MASSIMA
Le clausole statutarie di s.p.a. e di s.r.l. che vietano il trasferimento parziale delle azioni o della partecipazione del socio alienante – e che quindi subordinano il trasferimento alla condizione che il socio alienante trasferisca tutte le azioni o l’intera partecipazione di cui è titolare – sono legittime e non integrano un “divieto” di alienazione, ai sensi dell’artt. 2355-bis, comma 1, c.c., né un’ipotesi di “intrasferibilità” delle partecipazioni, ai sensi dell’art. 2469, comma 2, c.c.
Pertanto: (i) nelle s.p.a., la loro introduzione nello statuto dà luogo alla causa legale di recesso di cui all’art. 2437, comma 2, lett. b), c.c., ove lo statuto non disponga diversamente; (ii) nelle s.r.l., esse non danno luogo al diritto di recesso, né ai sensi dell’art. 2469, comma 2, c.c., né al momento della loro introduzione nello statuto, non essendo contemplata tale fattispecie tra le cause legali di recesso ai sensi dell’art. 2473 c.c.
MOTIVAZIONE
1.– La massima prende in esame le clausole statutarie di s.p.a. e s.r.l. che vietano l’alienazione parziale delle azioni o della partecipazione di cui è titolare ciascun socio. A seconda delle finalità che siano in concreto perseguite, tali clausole possono poi divergere a seconda che esse – fermo restando il divieto di alienazione parziale da parte dell’alienante – consentano o meno l’acquisto (contestuale) delle azioni o della partecipazione da parte di una pluralità di acquirenti e non solo da un medesimo soggetto acquirente.

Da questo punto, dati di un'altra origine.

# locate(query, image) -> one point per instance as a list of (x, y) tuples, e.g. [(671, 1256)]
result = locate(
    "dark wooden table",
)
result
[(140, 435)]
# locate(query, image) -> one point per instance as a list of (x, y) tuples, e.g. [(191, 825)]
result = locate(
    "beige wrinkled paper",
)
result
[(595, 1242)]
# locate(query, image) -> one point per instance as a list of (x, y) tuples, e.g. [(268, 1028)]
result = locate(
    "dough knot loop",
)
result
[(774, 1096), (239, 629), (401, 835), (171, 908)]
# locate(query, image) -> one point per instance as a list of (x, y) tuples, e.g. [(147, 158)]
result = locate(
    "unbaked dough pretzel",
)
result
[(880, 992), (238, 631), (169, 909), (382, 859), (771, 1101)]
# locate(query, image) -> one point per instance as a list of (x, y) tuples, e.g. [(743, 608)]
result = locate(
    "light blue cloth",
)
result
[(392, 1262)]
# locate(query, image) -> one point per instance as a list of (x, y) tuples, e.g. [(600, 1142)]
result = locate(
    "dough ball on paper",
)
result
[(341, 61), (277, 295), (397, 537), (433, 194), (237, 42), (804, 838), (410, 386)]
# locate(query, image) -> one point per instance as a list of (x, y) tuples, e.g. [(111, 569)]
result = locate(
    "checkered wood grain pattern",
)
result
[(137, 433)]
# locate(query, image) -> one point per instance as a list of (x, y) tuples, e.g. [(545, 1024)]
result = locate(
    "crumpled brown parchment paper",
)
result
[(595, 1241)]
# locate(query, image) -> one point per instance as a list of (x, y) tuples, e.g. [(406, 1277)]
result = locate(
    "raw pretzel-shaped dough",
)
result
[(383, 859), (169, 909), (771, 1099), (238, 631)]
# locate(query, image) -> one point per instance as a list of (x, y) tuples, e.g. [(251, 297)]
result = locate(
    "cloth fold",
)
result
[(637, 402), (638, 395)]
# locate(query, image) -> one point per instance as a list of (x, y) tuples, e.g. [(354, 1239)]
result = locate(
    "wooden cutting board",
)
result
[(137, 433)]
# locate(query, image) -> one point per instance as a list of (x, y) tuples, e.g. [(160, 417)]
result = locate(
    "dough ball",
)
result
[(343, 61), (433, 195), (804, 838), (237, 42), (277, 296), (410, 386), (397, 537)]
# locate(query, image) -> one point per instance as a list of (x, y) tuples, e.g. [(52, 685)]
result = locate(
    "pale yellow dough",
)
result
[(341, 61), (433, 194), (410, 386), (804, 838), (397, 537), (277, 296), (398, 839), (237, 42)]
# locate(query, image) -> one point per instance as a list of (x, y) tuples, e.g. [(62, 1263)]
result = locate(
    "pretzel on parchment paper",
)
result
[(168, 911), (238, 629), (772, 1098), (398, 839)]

Ove ciò sia consentito, lo scopo della clausola può essere ravvisato essenzialmente nella volontà di evitare il disinvestimento parziale da parte del socio uscente, al quale verrebbe quindi posta l’alternativa tra mantenere la propria partecipazione oppure dismetterla integralmente. Ove non sia invece consentita l’alienazione della propria (intera) partecipazione a una pluralità di soggetti, alla finalità predetta si aggiungerebbe anche lo scopo di evitare un eccessivo frazionamento delle partecipazioni sociali: la circolazione delle azioni, in altre parole, non potrebbe dar luogo alla creazione di partecipazioni di “misura” inferiore a quella sussistente al momento di introduzione della clausola. Resta fermo, nelle s.p.a., che l’unità minima delle partecipazioni sociali è data dalle singole azioni in cui è suddiviso il capitale sociale, che permarrebbero ad avere rilevanza per gli altri aspetti, diversi dalla circolazione, nell’ambito dell’organizzazione sociale, come si avrà modo di vedere nel prosieguo della motivazione.
Le clausole di intrasferibilità parziale delle azioni o quote non pongono questioni identiche alla luce della disciplina delle s.r.l. e delle s.p.a.

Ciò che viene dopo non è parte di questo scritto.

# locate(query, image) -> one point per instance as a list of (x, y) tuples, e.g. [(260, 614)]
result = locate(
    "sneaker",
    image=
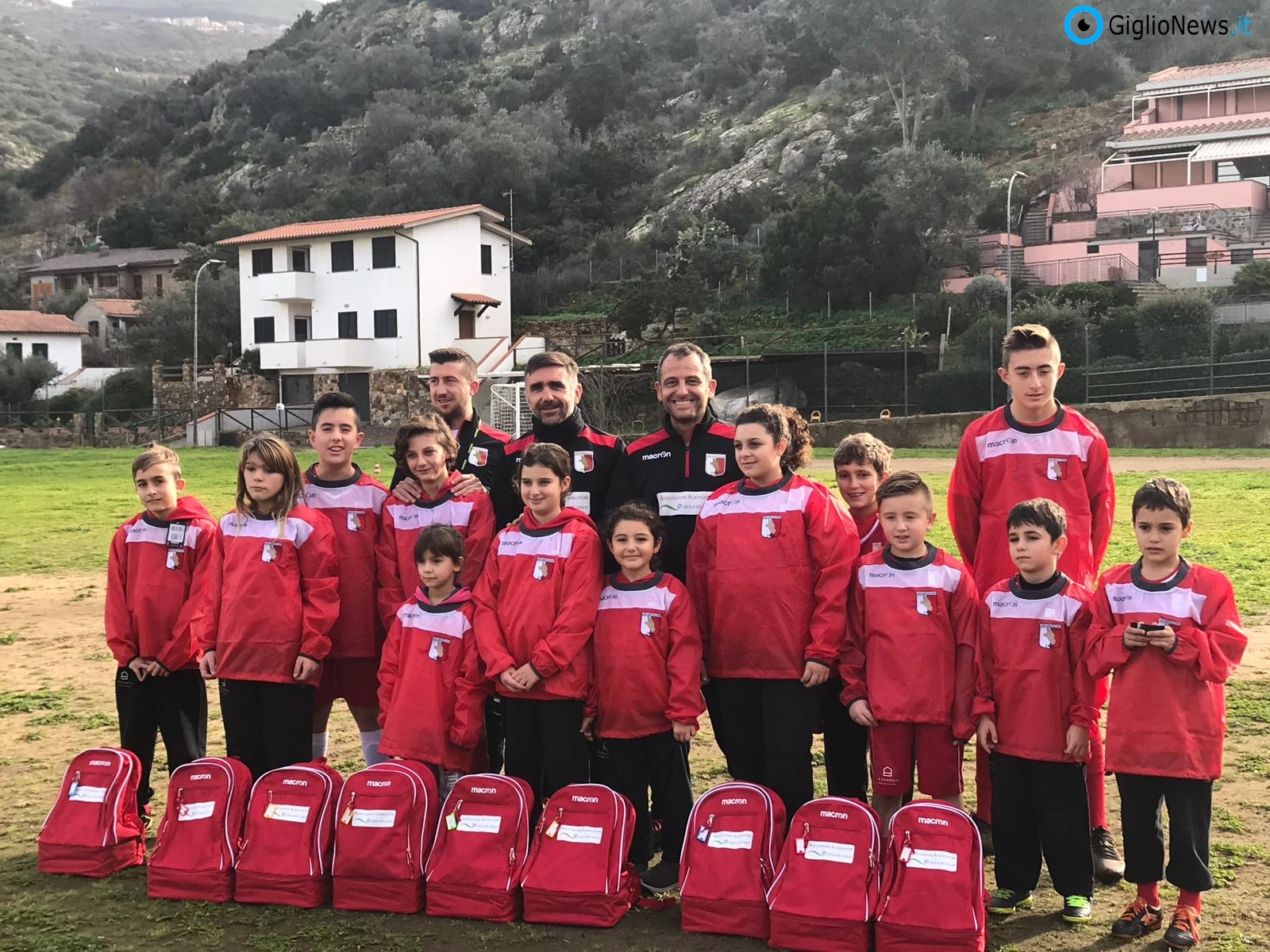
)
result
[(1077, 909), (1006, 901), (1137, 920), (1183, 932), (1108, 865), (984, 835), (662, 877)]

Nelle s.r.l. la loro ammissibilità deriva dalla diretta applicazione della legge, in quanto l’art. 2469, comma 2, c.c., contempla espressamente la possibilità che “l’atto costitutivo preveda l’intrasferibilità delle partecipazioni”, rendendo quindi pacifica, a maggior ragione, la legittimità delle clausole di intrasferibilità (non assoluta, bensì) parziale delle partecipazioni. La questione risiede dunque nel verificare se esse siano comunque qualificabili come clausole di intrasferibilità ai fini della sussistenza del diritto di recesso previsto dallo stesso art. 2469, comma 2, c.c. La massima dà risposta negativa, ritenendo che il divieto parziale non sia annoverabile nella nozione di intrasferibilità, e sostiene dunque l’ammissibilità di tali clausole anche se accompagnate da un’espressa esclusione della facoltà di recesso.
Nelle s.p.a., invece, si pone proprio la questione della legittimità della clausola statutaria di intrasferibilità parziale, giacché la legge non consente, come nelle s.r.l., le clausole di divieto assoluto di trasferimento delle azioni. L’art. 2355-bis, comma 1, c.c., infatti, prevede che lo statuto possa vietarne il trasferimento solo “per un periodo non superiore a cinque anni dalla costituzione della società o dal momento in cui il divieto viene introdotto”. Per converso, ove si ritenesse ammissibile la clausola di intrasferibilità parziale – come affermato nella massima – sarebbe poi pacifica la sussistenza del diritto di recesso ai sensi dell’art. 2437, comma 2, lett. b), c.c., nel momento in cui essa viene introdotta nello statuto sociale, sempre che lo statuto non escluda l’applicabilità di tale causa di recesso legale (derogabile).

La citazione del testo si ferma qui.